Training-serving skew is one of the top reasons ML models fail silently in production, and it is notoriously hard to debug because the model does not throw errors — it just makes slightly worse predictions.
- Root cause: dual code paths. During training, features are computed in batch with pandas on a data warehouse. During serving, the same features need to be computed in real-time, often in a different language or framework. Even minor differences — different null handling, different timestamp rounding, different string encoding — produce skew.
- Solution 1: Feature stores. Use a feature store (Feast, Tecton, Hopsworks) that provides a single feature definition used identically for both training and serving. The feature store computes features once, stores them, and serves the same values to both the training pipeline and the prediction endpoint. This eliminates the dual code path problem entirely.
- Solution 2: Pipeline as the single source of truth. If a feature store is too heavy, package your feature engineering as a shared library that both the training job and the serving endpoint import. One codebase, one behavior.
- Solution 3: Log-and-compare. In the serving path, log the actual feature values fed to the model for a sample of requests. Periodically compare these logged features against what the training pipeline would produce for the same raw inputs. Any discrepancy is skew.
You need to deploy a model in an environment where the prediction latency budget is only 5ms. What trade-offs would you consider?

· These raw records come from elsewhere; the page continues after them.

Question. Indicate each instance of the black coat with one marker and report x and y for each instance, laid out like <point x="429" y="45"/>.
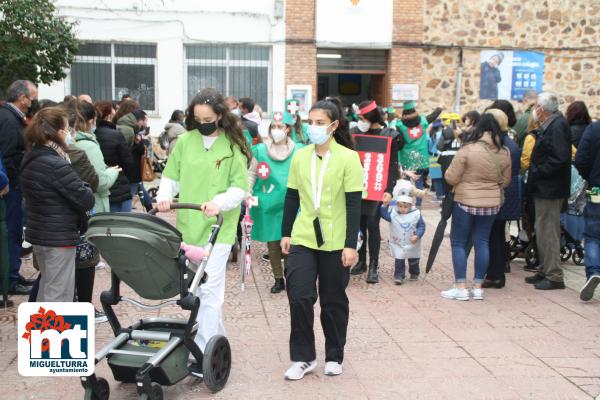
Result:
<point x="12" y="142"/>
<point x="550" y="169"/>
<point x="587" y="159"/>
<point x="116" y="152"/>
<point x="56" y="199"/>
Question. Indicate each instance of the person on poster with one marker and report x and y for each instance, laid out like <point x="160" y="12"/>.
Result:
<point x="490" y="76"/>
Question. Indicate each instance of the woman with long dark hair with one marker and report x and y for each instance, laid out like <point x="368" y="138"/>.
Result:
<point x="479" y="173"/>
<point x="579" y="118"/>
<point x="326" y="183"/>
<point x="208" y="166"/>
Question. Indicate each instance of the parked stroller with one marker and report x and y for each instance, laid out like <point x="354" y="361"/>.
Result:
<point x="144" y="252"/>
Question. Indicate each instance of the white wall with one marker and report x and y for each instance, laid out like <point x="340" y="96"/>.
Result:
<point x="170" y="24"/>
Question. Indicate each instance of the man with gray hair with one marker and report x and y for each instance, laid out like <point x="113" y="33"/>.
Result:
<point x="549" y="184"/>
<point x="21" y="96"/>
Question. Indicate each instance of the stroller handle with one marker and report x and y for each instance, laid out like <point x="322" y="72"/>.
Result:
<point x="187" y="206"/>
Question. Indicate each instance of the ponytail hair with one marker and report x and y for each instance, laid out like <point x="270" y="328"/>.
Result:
<point x="229" y="122"/>
<point x="335" y="111"/>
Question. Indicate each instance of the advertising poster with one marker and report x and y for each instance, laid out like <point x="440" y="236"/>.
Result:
<point x="507" y="75"/>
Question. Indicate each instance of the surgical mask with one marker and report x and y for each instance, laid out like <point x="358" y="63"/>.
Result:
<point x="363" y="126"/>
<point x="207" y="128"/>
<point x="278" y="135"/>
<point x="318" y="134"/>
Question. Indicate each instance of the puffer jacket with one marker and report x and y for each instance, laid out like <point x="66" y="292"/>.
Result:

You need to deploy a model in an environment where the prediction latency budget is only 5ms. What trade-offs would you consider?
Five milliseconds is tight. That is roughly the time for a single database round-trip, so every architectural decision matters.
- Model choice is constrained. Deep ensembles with hundreds of trees are out. I would look at logistic regression, small gradient boosting models (under 50 trees, shallow depth), or even a precomputed lookup table if the feature space is discrete and bounded. A single decision tree with depth 6 can serve in microseconds.
- Feature computation budget. If features require any I/O (database lookups, external API calls), that will blow the 5ms budget immediately. All features must either be precomputed and cached in memory, or computable from the request payload alone.
- Model distillation. Train a complex model offline (XGBoost with 1000 trees), then use it to label a large dataset. Train a simple model (logistic regression) on those labels. The simple model learns to mimic the complex model and can serve in under 1ms. You lose some accuracy but gain massive latency improvement.
- ONNX or compiled models. Convert the sklearn model to ONNX format and serve with ONNX Runtime. This eliminates Python’s interpreter overhead and can give 2-5x speedup. For extreme cases, compile the model to C code using tools like sklearn-onnx or treelite.
- Avoid Python’s GIL bottleneck. If you are serving many concurrent requests in Python, the Global Interpreter Lock serializes CPU-bound work. Consider a Rust or C++ serving layer, or use multiprocess workers instead of multithreaded ones.